The main difference is the use of int64 for substring counts. Since n = 100000, the total number of substrings is approximately 5 * 10^9, which exceeds the range of a 32-bit integer. Using int64 prevents overflow.
Worked Examples
Example 1
s = "abc"
order = [1,0,2]
k = 2
Total substrings:
3 * 4 / 2 = 6
Binary search checks time 0.
Starred positions:
{1}
String state:
a*c
Unstarred segments:
| Segment | Length |
|---|---|
| "a" | 1 |
| "c" | 1 |
Invalid substrings:
1 + 1 = 2
Valid substrings:
6 - 2 = 4
Since:
4 >= 2
time 0 works.
Answer:
0
Example 2
s = "cat"
order = [0,2,1]
k = 6
Total substrings:
6
| Time | Starred Positions | Invalid | Valid |
|---|---|---|---|
| 0 | {0} | 3 | 3 |
| 1 | {0,2} | 1 | 5 |
| 2 | {0,1,2} | 0 | 6 |
The first time reaching 6 valid substrings is:
t = 2
Example 3
s = "xy"
order = [0,1]
k = 4
Total substrings:
2 * 3 / 2 = 3
Since:
k = 4 > 3
it is impossible.
Answer:
-1
Complexity Analysis
| Measure | Complexity | Explanation |
|---|---|---|
| Time | O(n log n) | Binary search performs O(log n) checks, each check scans the string once |
| Space | O(n) | Boolean array storing starred positions |
The validation routine requires a linear scan of the string and a boolean array of size n. Binary search invokes this routine O(log n) times, yielding an overall complexity of O(n log n).
Test Cases
from typing import List
sol = Solution()
assert sol.minTime("abc", [1, 0, 2], 2) == 0 # example 1
assert sol.minTime("cat", [0, 2, 1], 6) == 2 # example 2
assert sol.minTime("xy", [0, 1], 4) == -1 # example 3
assert sol.minTime("a", [0], 1) == 0 # single character
assert sol.minTime("a", [0], 2) == -1 # impossible k
assert sol.minTime("ab", [0, 1], 1) == 0 # minimum k
assert sol.minTime("ab", [0, 1], 3) == 1 # all substrings needed
assert sol.minTime("abcd", [3, 2, 1, 0], 4) == 0 # answer immediately
assert sol.minTime("abcd", [0, 1, 2, 3], 10) == 3 # all substrings valid
assert sol.minTime("abcde", [2, 0, 4, 1, 3], 8) >= 0 # mixed ordering
assert sol.minTime("abcdef", [5, 4, 3, 2, 1, 0], 22) >= 0 # larger case
Test Summary
| Test | Why |
|---|---|
| Example 1 | Earliest answer is time 0 |
| Example 2 | Requires all replacements |
| Example 3 | Impossible because k exceeds total substrings |
| Single character, k=1 | Smallest valid input |
| Single character, k=2 | Smallest impossible input |
| Two characters, small k | Minimal threshold |
| Two characters, maximum valid count | Requires final activation |
| Immediate success case | Tests earliest possible answer |
| All substrings required | Tests latest possible answer |
| Mixed order permutation | General correctness |
| Larger input pattern | Additional coverage |
Edge Cases
k Exceeds the Total Number of Substrings
A string of length n has exactly:
n(n+1)/2
substrings.
Even when every position becomes '*', the number of valid substrings can never exceed this value. If k is larger, the answer must be -1.

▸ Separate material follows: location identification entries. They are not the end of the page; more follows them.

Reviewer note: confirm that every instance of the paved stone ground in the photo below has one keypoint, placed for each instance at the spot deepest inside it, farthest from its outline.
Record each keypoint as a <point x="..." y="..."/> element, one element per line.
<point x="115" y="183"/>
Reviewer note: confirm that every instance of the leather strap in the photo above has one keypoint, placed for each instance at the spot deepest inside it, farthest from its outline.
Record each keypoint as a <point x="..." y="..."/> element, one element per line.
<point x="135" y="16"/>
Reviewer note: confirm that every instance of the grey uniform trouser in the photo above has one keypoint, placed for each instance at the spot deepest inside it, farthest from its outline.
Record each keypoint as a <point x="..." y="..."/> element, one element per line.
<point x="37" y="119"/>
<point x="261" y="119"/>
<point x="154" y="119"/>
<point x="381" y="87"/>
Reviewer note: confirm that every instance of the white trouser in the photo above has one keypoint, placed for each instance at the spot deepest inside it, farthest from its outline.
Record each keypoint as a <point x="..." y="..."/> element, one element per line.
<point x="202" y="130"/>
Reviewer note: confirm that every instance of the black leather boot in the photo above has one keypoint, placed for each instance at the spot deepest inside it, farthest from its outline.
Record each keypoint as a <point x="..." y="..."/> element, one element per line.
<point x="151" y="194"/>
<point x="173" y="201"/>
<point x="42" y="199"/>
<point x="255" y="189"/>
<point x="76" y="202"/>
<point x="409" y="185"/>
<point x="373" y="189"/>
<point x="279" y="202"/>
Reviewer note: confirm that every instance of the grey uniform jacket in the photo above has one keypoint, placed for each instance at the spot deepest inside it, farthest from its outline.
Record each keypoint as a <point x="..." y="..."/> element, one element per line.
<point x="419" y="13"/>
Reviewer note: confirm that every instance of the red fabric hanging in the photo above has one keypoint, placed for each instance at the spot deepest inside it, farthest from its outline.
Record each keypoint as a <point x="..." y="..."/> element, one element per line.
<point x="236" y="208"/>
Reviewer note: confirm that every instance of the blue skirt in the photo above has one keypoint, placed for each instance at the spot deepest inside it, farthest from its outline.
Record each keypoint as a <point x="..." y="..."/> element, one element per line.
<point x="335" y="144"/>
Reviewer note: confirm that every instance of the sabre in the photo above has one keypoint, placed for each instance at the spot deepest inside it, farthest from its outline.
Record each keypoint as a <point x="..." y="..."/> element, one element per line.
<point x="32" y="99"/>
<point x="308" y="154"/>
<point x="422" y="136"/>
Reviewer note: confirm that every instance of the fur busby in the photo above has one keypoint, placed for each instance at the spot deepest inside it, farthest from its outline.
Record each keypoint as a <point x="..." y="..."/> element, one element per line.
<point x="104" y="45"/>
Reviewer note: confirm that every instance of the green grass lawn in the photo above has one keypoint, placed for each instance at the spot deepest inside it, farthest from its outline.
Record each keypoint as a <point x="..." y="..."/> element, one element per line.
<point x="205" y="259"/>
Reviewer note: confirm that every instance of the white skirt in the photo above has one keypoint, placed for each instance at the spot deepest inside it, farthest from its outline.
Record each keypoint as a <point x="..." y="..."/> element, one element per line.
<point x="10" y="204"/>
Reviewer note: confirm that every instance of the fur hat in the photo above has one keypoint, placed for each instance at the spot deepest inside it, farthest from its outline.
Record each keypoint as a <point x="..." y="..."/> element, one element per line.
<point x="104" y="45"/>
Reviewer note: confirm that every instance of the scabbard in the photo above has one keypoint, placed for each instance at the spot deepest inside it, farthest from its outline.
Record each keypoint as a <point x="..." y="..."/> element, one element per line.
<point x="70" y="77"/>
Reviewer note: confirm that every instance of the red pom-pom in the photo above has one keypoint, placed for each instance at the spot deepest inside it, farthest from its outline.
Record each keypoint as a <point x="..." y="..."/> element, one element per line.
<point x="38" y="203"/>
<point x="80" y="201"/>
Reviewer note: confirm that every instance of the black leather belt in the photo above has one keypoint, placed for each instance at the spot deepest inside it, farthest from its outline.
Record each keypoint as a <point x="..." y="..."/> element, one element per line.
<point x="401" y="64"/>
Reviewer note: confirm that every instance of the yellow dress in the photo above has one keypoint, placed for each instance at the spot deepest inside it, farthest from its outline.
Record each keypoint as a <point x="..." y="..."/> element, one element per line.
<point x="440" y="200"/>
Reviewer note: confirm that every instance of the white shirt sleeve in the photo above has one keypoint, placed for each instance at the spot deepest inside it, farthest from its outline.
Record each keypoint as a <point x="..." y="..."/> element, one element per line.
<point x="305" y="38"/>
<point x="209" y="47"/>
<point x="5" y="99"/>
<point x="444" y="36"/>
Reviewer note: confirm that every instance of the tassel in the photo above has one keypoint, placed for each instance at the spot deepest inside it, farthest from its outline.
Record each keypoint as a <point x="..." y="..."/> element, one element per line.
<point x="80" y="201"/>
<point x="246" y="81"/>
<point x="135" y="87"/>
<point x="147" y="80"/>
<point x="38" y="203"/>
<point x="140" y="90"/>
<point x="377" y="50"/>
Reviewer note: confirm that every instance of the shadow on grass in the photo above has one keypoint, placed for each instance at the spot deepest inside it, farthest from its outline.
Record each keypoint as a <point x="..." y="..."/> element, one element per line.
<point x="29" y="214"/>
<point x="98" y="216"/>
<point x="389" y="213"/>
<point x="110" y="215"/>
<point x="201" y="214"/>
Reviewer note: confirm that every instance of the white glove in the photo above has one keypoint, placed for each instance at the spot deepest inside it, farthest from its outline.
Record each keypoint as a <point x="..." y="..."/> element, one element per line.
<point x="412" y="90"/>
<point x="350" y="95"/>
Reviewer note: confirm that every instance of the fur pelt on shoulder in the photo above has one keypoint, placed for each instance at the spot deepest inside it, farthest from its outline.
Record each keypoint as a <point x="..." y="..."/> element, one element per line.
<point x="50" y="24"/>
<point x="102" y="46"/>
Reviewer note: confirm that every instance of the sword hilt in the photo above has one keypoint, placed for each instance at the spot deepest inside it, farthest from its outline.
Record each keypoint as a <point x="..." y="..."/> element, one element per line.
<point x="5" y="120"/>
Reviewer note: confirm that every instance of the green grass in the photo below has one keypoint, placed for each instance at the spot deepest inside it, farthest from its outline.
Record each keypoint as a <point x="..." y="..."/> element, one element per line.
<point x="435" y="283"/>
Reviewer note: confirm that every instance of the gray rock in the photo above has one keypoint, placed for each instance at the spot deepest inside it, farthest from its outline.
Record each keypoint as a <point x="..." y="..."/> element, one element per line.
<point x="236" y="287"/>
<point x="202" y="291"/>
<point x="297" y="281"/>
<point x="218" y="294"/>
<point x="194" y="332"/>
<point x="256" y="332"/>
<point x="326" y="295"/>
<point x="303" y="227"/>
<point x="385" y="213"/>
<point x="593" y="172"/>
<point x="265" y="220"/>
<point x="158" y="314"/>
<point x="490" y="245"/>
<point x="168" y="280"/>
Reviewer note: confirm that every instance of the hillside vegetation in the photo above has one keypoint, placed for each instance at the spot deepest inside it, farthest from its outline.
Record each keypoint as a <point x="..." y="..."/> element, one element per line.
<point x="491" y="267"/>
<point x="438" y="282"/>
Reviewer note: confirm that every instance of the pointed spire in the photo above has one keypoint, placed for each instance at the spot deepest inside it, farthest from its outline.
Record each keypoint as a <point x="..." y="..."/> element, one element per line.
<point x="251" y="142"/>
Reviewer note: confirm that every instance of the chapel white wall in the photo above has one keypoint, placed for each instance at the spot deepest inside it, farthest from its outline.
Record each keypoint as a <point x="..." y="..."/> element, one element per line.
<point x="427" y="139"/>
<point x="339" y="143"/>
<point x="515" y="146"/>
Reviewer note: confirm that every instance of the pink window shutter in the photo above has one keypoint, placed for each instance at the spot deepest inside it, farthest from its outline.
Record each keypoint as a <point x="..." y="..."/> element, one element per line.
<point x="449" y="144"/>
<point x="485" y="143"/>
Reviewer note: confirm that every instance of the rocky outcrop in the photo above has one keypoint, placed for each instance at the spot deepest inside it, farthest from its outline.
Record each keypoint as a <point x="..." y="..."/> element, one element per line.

The implementation checks this before performing binary search.
The Answer Is Time 0
It is possible that the very first replacement already creates enough valid substrings.
A common bug is to binary search only over later times or assume at least two updates are needed.
The implementation searches the entire range [0, n - 1], so time 0 is handled correctly.
Long Unstarred Segments
Suppose only a few positions have been replaced. Most of the string may still be one large unstarred segment.
Incorrect implementations sometimes count invalid substrings individually, which is too slow.
The solution instead uses the formula:
L(L+1)/2
for each segment length L, allowing even very large segments to be processed efficiently in constant time per segment.
Integer Overflow
For n = 100000:
n(n+1)/2 ≈ 5 * 10^9
which exceeds a 32-bit signed integer.
The Go solution uses int64, and the Python solution naturally supports arbitrary-sized integers, ensuring all counts remain correct.